When David Mirabella released his first CD with the Rationales 10 years ago, locals thought they had him pegged as a thoughtful power- pop artist in the vein of the sainted band Big Star. The only problem was Mirabella hadn’t even heard much of that band.

“Every review compared me to them, and I wasn’t even a fan,” he said. “Then I tracked down that CD of their first two albums, and I fell madly in love.”

But the Rationales are a lot tougher to pin down nowadays. Their new CD, “Upstream,” still has its share of pure pop, but the songs are generally longer and the arrangements more surprising — with traces of prog rock, epic Americana and even some arena-rock grandeur. What hasn’t changed is the quality of Mirabella’s writing — he can swing a hook and coin a thoughtful phrase with the best.

The Rationales (Mirabella, his brother Mike on drums, guitarist Chad Raleigh, steel guitarist Adam J. Hand, keyboardist Dave Lieb and bassist Sean Black) celebrate their album release downstairs at the Middle East Thursday. Joining them will be a handpicked roster of inventive pop/rock outfits: OldJack, the Curtis Mayflower, Red Red Rockit and the debut of Unreliable Narrators, featuring ex-Scamper guitarist Nate Rogers.

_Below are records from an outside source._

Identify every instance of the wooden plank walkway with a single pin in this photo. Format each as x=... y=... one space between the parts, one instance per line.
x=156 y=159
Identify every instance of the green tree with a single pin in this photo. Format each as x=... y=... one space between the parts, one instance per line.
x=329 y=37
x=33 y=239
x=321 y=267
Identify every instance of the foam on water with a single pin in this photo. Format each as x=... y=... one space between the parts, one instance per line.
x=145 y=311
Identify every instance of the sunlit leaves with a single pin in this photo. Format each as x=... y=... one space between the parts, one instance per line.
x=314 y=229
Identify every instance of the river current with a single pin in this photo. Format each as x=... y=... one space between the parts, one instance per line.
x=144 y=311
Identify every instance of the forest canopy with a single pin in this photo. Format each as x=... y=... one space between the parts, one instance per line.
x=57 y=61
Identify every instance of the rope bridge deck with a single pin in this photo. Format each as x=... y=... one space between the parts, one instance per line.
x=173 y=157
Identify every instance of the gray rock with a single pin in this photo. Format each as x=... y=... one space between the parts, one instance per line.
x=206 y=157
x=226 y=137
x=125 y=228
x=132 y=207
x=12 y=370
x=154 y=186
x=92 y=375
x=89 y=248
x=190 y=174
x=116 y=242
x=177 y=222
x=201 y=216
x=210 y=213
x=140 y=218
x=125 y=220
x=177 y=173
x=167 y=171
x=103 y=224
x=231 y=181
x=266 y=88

Mirabella credits the band’s evolution to having a consistent lineup and his willingness to cut the band members in on the writing and arrangements.

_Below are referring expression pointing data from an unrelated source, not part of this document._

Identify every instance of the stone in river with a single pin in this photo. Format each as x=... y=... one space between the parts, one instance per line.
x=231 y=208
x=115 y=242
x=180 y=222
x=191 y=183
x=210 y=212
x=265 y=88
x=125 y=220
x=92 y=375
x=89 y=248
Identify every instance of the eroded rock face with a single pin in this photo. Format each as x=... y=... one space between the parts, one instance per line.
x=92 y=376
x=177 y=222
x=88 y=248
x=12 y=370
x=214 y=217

“The new album is probably our most collaborative. Our guitarist comes from a Southern rock, jam band sort of background. We didn’t used to have too much room for that, but he’s so good at stretched-out jamming that it would be a shame to leave that out.”
Adding a pedal steel player also tilted the band toward Americana.

“That wasn’t even intentional — Adam was originally a drummer, but he learned to play steel to play along to one of our albums. So we said, ‘Since you know our songs, you should come along to practice.’ And he never left.

“It’s hard to pigeonhole us to any one thing now. We just put it under rock ’n’ roll and hope that covers everything.”

The new album’s best track is actually its furthest stretch from straight pop: “Dulcinea” is a moody, six-minute track with a floating Pink Floyd feel.

“That song’s based on the fact that I moved all over the country for years after college and wound up living a couple of miles from where I grew up. So I thought, ‘Let’s embrace that nostalgia with all the regret and sadness that implies, and write from the perspective of someone really wallowing in that.’

“A lot of my songs come from just finding a melody and chasing it down,” he said. “It’s like the Keith Richards adage of pulling songs out of the air. I get a lot of mine that way.”
The Rationales CD release show, with OldJack, the Curtis Mayflower, Red Red Rockit and Unreliable Narrators, at Middle East Downstairs, Cambridge, Thursday. Tickets: $10; ticketweb.com.